OFGEM have increased the network component of the energy price cap by £66 a year, effective from 1st April. The gas component is related to safety maintenance, but there is an increase of £32, to pay for the first tranche of electricity grid upgrades, to facilitate ‘net zero’
£32 may not sound a lot, over the grid as a whole, the cost is nearly £3 billion a year. And it is just the start.
It is all the result of the new RIIO-3 Price Control Framework, which reimburses transmission networks for grid upgrades, which OFGEM have said will cost £80 billion in the next few years.

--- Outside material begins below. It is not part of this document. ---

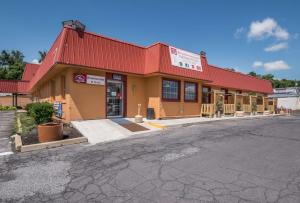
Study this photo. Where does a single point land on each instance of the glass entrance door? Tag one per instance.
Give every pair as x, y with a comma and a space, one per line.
114, 98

But what will this mean for bills?
OFGEM have sent me more details, which provide an insight.
By 2030/31, transmission charges are forecast to rise to £12 billion. This compares around £3 billion last year.

Source: telegraph.co.uk
The upgrades include thousands of miles of new pylons, subsea cabling, sub-stations and storage.
None of this would be needed for ongoing operations, it is all needed to meet ‘net zero’ objectives, as OFGEM acknowledged last summer:

Source: ofgem.gov.uk
OFGEM have ludicrously claimed that these upgrades will eventually save money by reducing constraint payments to wind farms. This is an outright lie.
Last year, NESO stated that constraint payments amounted to £1.7 billion, which is well below the £12 billion we will soon be stumping up.
An extra £9 billion a year, ie the increase from £3 billion to £12 billion, means a surcharge on bills of about 11 percent.
Overall, it equates to a cost per household of £330 pa, part of which will appear on energy bills – the rest will feed through into higher prices and taxes.